We have found interesting results, and the article was just recently published in Revmatology. (In Juvenile Dermatomyositis, heart rate variability is reduced, and associated with both cardiac dysfunction and markers of inflammation.)
You mentioned that you had two projects??
Yes, now I am working on the “Capillaroscopy project”. Capillaroscopy means that we take microscopic pictures from the fingers’ nailfolds, in order to analyze the capillaries based on their density, shape and size. This method is one of the clinical routine examinations in the differential diagnosis of certain connective tissue diseases (rheumatic diseases), among others. We hypothesize that there is connection between capillaroscopic pattern and cardiac function in juvenile dermatomyositis.
I participated at the ‘Course and Conference on Capillaroscopy in Rheumatic Diseases’. It was held in Genova, organized by the experts of this field. It was really useful, especially because there is limited scientific experience with this method in Oslo. However, there are experts in clinical capillaroscopy, such as my main supervisor, Helga Sanner (which also is an associate professor at Bjørknes College in addition to her main position at OUS-Rikshospitalet.
We had more than 2000 capillaroscopic pictures in the study. I made a specific evaluation form for this project, used it for the analysis. I have now recently published the second study on these data.
What other obligations do you have as a PhD student?
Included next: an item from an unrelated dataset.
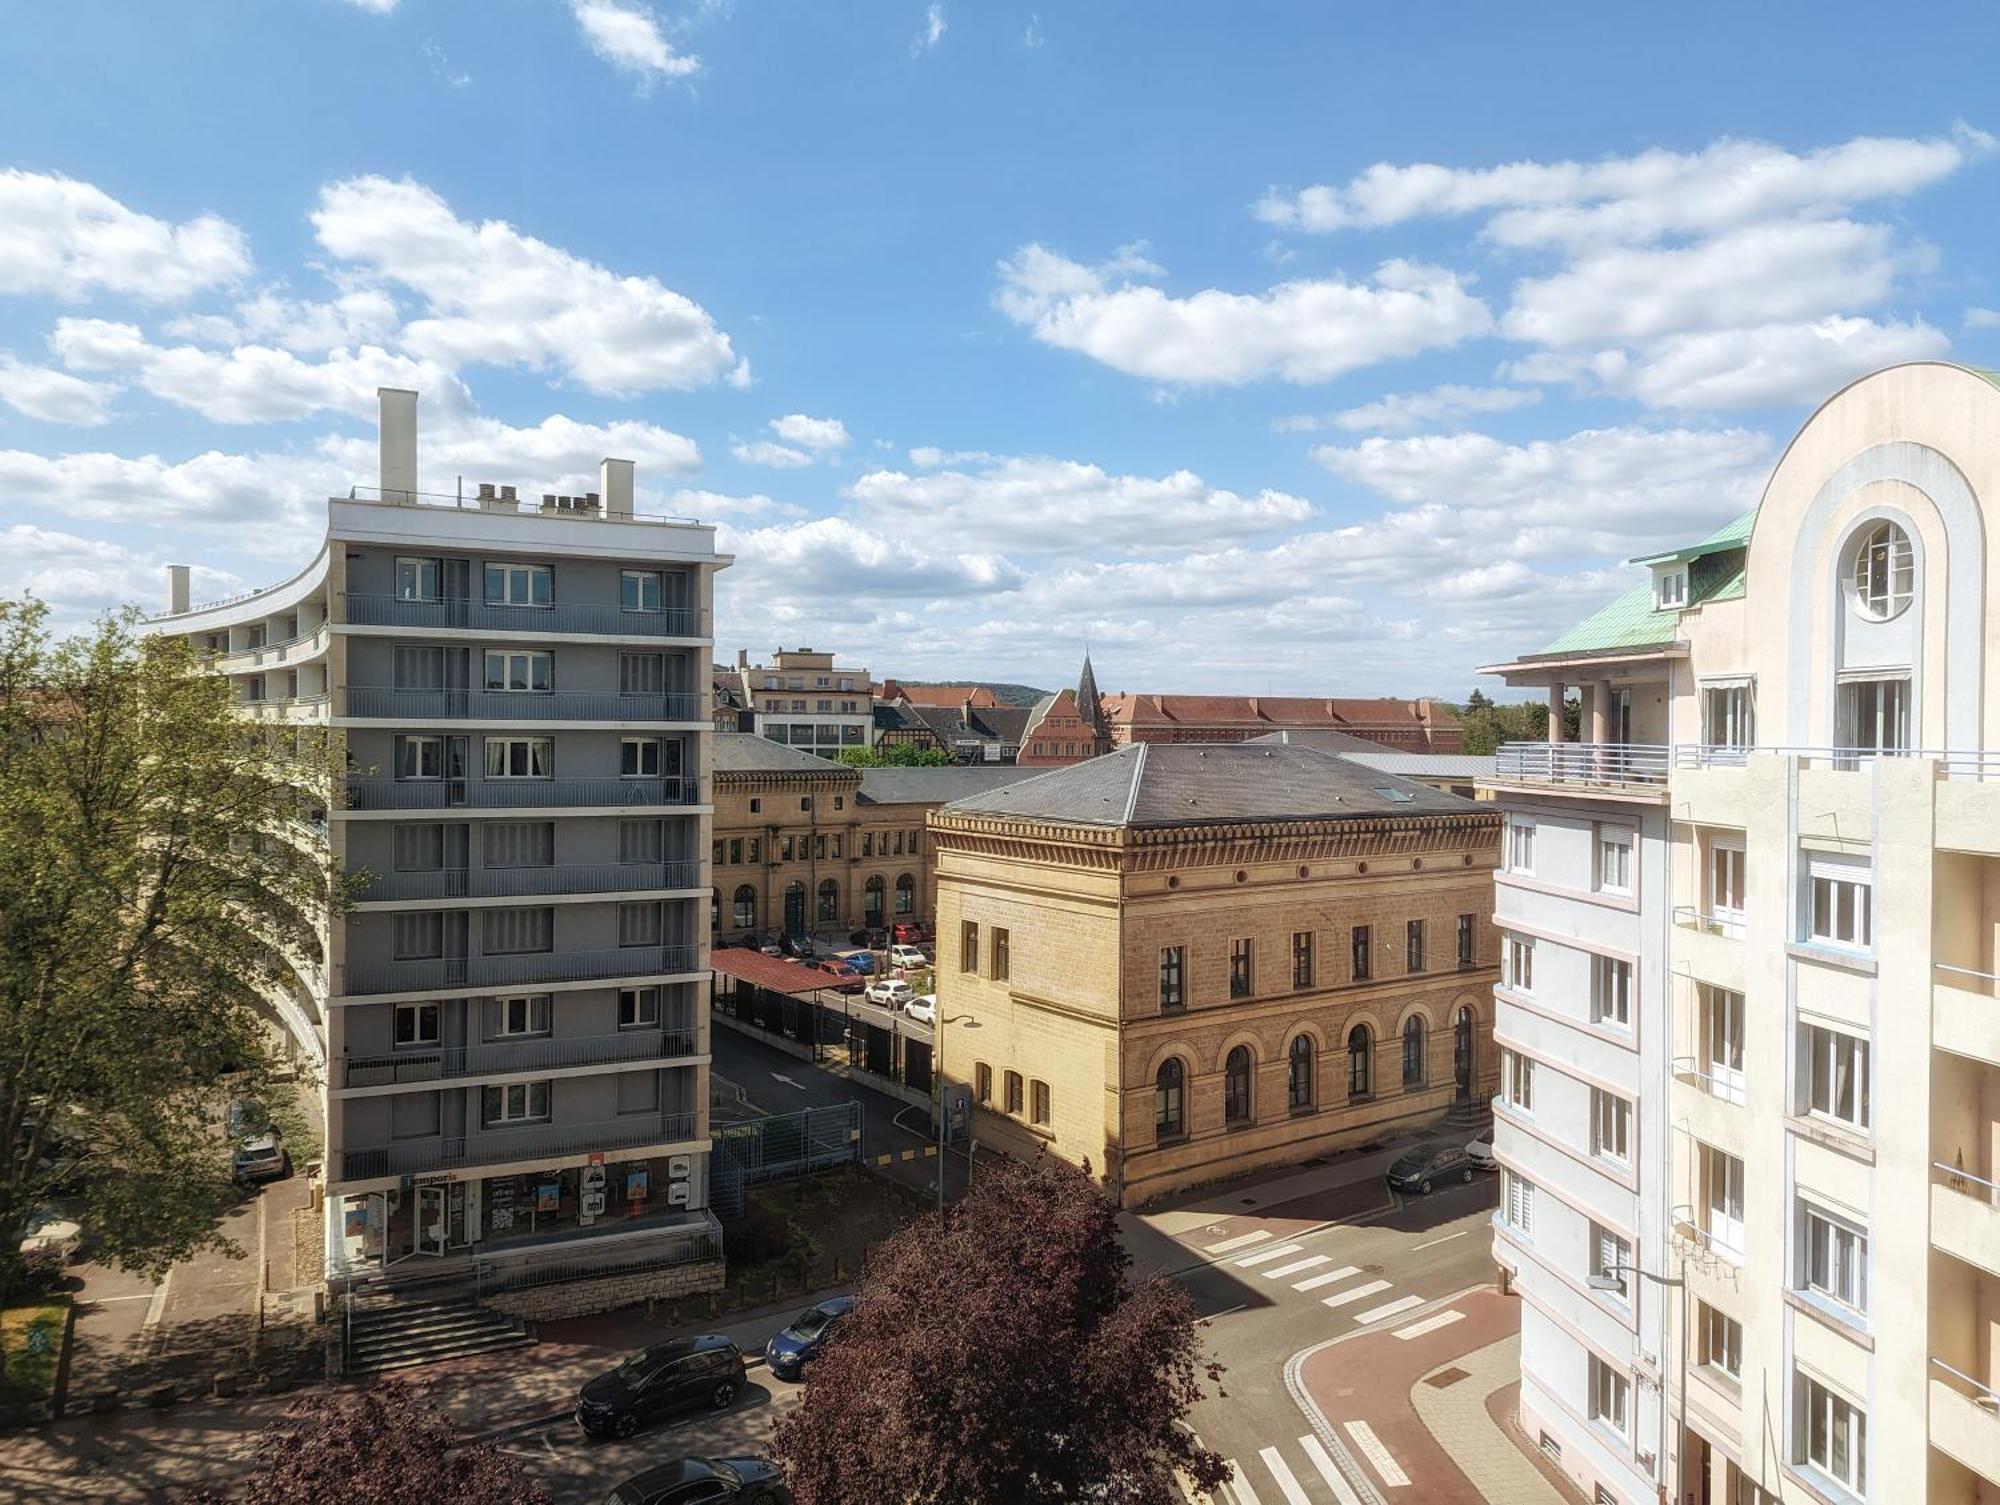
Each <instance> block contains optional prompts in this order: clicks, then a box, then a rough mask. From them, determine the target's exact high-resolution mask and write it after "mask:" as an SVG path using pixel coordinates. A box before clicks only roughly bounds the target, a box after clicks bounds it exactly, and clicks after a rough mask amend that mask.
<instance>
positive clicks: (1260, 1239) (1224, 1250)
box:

There are different obligations beyond the scientific work, e.g. PhD courses. I have done a couple of the courses offered both by University of Oslo and University of Pécs. Some of them are mandatory, others are electives. For example, the statistics course was an elective course, but really useful, so I am happy that I was able to participate in that course.
Otherwise, there are conferences and meetings, where we can learn from each other, asking and discussing our questions. PhD students have to present their data; this requires thorough preparation and training, which is part of the PhD education.
Important to note, that the PhD programs are not only aiming for scientific results, but also has to ‘produce’ excellent, highly qualified academic individuals.
I believe that this part is just as important as research itself. PhD does not only mean that someone is able to perform scientific work, but also able to understand and interpret others’ scientific work and able to present data properly; as well as to teach/educate both scientific and «common people”.